There is great interest in network medicine for the modelling biological systems. This article focuses on inference of biological network structure using the growing sets of high-throughput expression data for genes, proteins, and metabolites. [10] Briefly, methods using high-throughput data for inference of regulatory networks rely on searching for patterns of partial correlation or conditional probabilities that indicate causal influence. [7] [11] Such patterns of partial correlations found in the high-throughput data, possibly combined with other supplemental data on the genes or proteins in the proposed networks, or combined with other information on the organism, form the basis upon which such algorithms work. Such algorithms can be of use in inferring the topology of any network where the change in state of one node can affect the state of other nodes.

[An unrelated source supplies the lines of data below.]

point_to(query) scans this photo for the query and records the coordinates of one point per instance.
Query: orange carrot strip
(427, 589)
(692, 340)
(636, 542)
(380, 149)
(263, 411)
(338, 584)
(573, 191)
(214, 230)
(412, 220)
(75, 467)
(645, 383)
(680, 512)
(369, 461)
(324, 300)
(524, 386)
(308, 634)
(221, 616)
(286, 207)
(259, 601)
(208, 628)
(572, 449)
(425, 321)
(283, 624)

Genes are the nodes and the edges are directed. A gene serves as the source of a direct regulatory edge to a target gene by producing an RNA or protein molecule that functions as a transcriptional activator or inhibitor of the target gene. If the gene is an activator, then it is the source of a positive regulatory connection; if an inhibitor, then it is the source of a negative regulatory connection. Computational algorithms take as primary input data measurements of mRNA expression levels of the genes under consideration for inclusion in the network, returning an estimate of the network topology. Such algorithms are typically based on linearity, independence or normality assumptions, which must be verified on a case-by-case basis. [12] Clustering or some form of statistical classification is typically employed to perform an initial organization of the high-throughput mRNA expression values derived from microarray experiments, in particular to select sets of genes as candidates for network nodes. [13] The question then arises: how can the clustering or classification results be connected to the underlying biology? Such results can be useful for pattern classification – for example, to classify subtypes of cancer, or to predict differential responses to a drug (pharmacogenomics). But to understand the relationships between the genes, that is, to more precisely define the influence of each gene on the others, the scientist typically attempts to reconstruct the transcriptional regulatory network.
A gene co-expression network is an undirected graph, where each node corresponds to a gene, and a pair of nodes is connected with an edge if there is a significant co-expression relationship between them.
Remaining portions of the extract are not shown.